Python Forum
splitting or parsing control characters
Thread Rating:
  • 0 Vote(s) - 0 Average
  • 1
  • 2
  • 3
  • 4
  • 5
splitting or parsing control characters
#11
If we're using regexes, why not just use the whitespace escape character, \s?  That seems much easier than matching only newlines and tabs or spaces.

>>> original = "foo\nbar\n\txyzzy"
>>> split = re.findall(r"(\S+)(\s*)", original)
>>> split
[('foo', '\n'), ('bar', '\n\t'), ('xyzzy', '')]
>>> flattened = [sub for pair in split for sub in pair if sub]
>>> flattened
['foo', '\n', 'bar', '\n\t', 'xyzzy']
Reply
#12
Newspaces and tabs or backspaces were used only as examples.

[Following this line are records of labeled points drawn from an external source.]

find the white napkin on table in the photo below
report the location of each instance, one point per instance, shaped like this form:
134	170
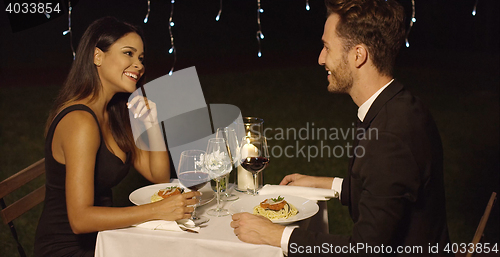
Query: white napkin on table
180	225
318	194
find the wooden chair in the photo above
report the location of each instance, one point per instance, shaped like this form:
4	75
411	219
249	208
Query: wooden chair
482	224
14	210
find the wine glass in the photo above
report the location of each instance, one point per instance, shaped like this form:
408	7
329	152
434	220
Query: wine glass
218	164
229	135
193	175
254	157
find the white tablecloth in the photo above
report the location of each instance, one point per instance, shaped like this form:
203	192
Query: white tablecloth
216	239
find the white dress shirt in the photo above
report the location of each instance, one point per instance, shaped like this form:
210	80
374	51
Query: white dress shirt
337	182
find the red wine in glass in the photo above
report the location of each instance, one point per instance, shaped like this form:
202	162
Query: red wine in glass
255	164
194	180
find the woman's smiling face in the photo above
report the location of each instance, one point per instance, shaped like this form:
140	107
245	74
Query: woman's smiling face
121	66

I suggest to read first and third post where Skaperen explains what he does want - to split string on different control characters while keeping control characters, and even split control characters to groups of same ones.
[
Morever, when all you need is to split on some group of characters (without additional constraints), then re.split() is better than re.findall() - no need to flatten or to worry what will happen when string starts with separator.
Output:
>>> original = "foo\nbar\n\txyzzy" >>> re.split(r"(\s+)", original) ['foo', '\n', 'bar', '\n\t', 'xyzzy']
Beside using re.findall() with some "smart" pattern its possible to do straightly with some monstrous pattern
cs = ''.join([chr(c) for c in range(32)]
pat = r"[^{}]+|".format(cs) + "+|".join(cs) + "+"
re.findall(pat, text)
But it seems quite dirty - it has 33 different patterns, one main and one for each separator.
Reply
#13
(May-26-2017, 03:07 PM)zivoni Wrote: is only slightly worse than
re.split('([{}]*)'.format(cs), 'Split   this string and   store    splits')
posted before that gives list instead of list of tuples.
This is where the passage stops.